Sunday, 16 October 2011

Looking at Concept Art: Monster Hunter

After looking at the art of Final Fantasy XIV I was reminded that I had a copy of the art of Monster Hunter on my shelf. Considering the game is fantasy based I thought it'd be good to look through both for analysis and use during the conceptualising step of my characters. I have a feeling it'll come in great use when I get stuck with a design for armour or a weapon.

This piece here show one of the many and various types of armours players can obtain. Firstly all of the armour in the game is based off the monsters you defeat which is a great idea for designing armour. Here in this design there is a clear mix of several elements such as metal, dragon hide and leather, then theres the great inclusion of a piece that is more recognisable as apiece of dragon on the arm acting as a shield/gauntlet of sorts. The head piece also creates avery intimidating look to this armour implying that the creature was clearly one that takes a high amount of skill to dispatch.

The colour scheme here again follows that base idea of two main colours with shades backing up the design. The use of grey and orange work well together and backed up with the cool grey really give an almost realistic value to the design.


This piece here shows the variations of one armour set for two genders. The main differences between the two are that the male varient features a helmet and the female one has more of a dress. Beyond that the designs are pretty similar but the slight differences between the two go a long way to add diversity to one armour set.

Another thing about this armour set shows that in the Monster Hunter universe there's a good amount of variation from the large bulky ones such as the above to these more selnder and light weight looking armour. This combined with the fact that most armours have male and female variants adds much more visual depth to the game and the world the players live in. As noted in the my analysis of Final Fantasy XIV art the armour is almost colour coded, where as here it's more relating to the monsters which were slain to gain the armour the colour coding is still present.
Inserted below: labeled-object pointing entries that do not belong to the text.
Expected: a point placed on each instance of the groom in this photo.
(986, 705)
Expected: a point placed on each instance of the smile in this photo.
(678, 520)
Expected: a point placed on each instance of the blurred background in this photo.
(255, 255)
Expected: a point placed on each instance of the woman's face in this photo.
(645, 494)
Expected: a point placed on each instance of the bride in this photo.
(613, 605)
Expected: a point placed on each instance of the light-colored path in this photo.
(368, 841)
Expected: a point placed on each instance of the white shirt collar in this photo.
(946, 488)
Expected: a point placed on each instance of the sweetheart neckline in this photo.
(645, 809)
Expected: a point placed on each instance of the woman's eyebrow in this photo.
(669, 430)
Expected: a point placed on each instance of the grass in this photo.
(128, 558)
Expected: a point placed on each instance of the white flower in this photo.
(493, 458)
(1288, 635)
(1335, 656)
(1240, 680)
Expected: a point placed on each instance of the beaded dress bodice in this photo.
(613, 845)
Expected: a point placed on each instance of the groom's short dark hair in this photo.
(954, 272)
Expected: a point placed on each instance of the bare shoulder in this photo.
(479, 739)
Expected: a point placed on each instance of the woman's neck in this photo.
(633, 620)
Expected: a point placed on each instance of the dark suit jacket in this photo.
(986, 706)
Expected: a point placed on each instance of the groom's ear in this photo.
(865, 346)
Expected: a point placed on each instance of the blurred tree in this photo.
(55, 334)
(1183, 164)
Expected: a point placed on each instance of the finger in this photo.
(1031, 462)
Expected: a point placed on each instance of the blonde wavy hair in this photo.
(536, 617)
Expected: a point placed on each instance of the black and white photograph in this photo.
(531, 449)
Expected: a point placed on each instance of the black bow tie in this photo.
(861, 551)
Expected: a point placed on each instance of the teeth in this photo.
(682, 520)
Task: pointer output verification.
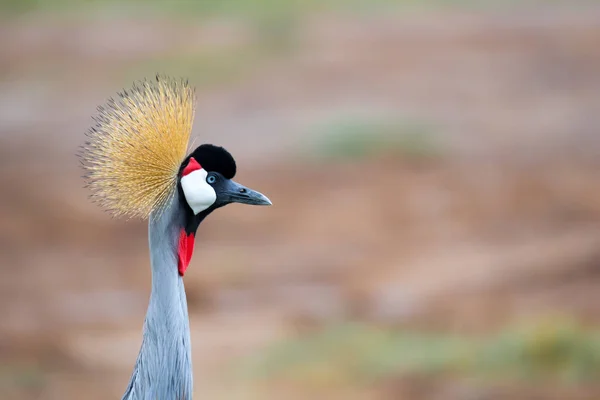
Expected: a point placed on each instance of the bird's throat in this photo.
(184, 251)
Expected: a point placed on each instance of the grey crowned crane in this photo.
(137, 164)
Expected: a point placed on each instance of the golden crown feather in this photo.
(134, 151)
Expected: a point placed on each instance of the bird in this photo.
(137, 164)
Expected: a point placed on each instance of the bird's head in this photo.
(136, 160)
(205, 181)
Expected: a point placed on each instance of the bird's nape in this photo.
(136, 165)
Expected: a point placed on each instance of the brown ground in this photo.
(503, 227)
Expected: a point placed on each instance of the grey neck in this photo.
(163, 369)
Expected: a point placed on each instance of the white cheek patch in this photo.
(198, 193)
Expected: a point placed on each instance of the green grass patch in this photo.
(362, 354)
(362, 139)
(236, 8)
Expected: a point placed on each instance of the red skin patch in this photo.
(192, 166)
(186, 248)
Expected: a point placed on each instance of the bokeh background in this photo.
(434, 169)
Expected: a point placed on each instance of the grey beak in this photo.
(241, 194)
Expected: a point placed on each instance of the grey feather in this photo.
(163, 370)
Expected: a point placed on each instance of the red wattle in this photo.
(186, 248)
(192, 166)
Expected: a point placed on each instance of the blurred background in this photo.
(434, 171)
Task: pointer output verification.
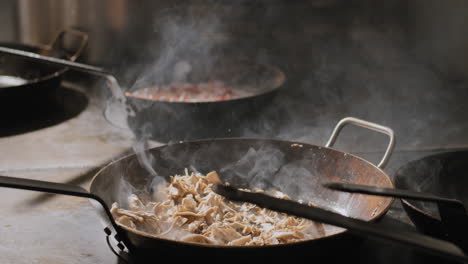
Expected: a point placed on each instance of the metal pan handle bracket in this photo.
(56, 188)
(369, 125)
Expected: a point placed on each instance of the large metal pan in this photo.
(292, 167)
(24, 82)
(443, 175)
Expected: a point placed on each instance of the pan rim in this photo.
(23, 46)
(412, 163)
(388, 201)
(280, 80)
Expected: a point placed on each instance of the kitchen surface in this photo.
(383, 64)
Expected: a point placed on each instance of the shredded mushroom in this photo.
(192, 212)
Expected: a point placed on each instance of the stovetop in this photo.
(40, 228)
(370, 80)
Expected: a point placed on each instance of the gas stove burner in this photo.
(32, 114)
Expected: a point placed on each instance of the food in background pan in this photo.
(186, 92)
(186, 209)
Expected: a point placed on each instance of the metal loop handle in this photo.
(369, 125)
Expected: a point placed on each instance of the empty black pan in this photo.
(444, 175)
(25, 84)
(166, 121)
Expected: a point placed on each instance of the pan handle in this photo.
(369, 125)
(56, 188)
(57, 42)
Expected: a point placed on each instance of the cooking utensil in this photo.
(453, 213)
(359, 227)
(443, 175)
(298, 170)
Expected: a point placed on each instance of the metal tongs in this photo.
(356, 226)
This final piece is in here as it shows the amount of annotation the artist has put onto one piece which gives me the impression that many of the armours designed will have had the same amount of notes written around them. With the image and this much annotation theres no way anything would get left out between steps of passing over concept art to the modeller or programmer.

I will try keep this in mind as I have often annotated my own designs but not to this level where every little detail is explained, hopefully this would give me the experience of working in the art department solely instead of on this project.

The armour itself like many of the others is well designed mixing in many influences from various eras and the design of the weapon is not to be taken seriously and adds that bit of fun to the design and ultimately the game.

I would imagine that this work would have been sketched out first before being polished up and coloured with a paint program, this is beginning to become very much a trend in the artwork I've been looking art, I may end up using this as my main method creating my work.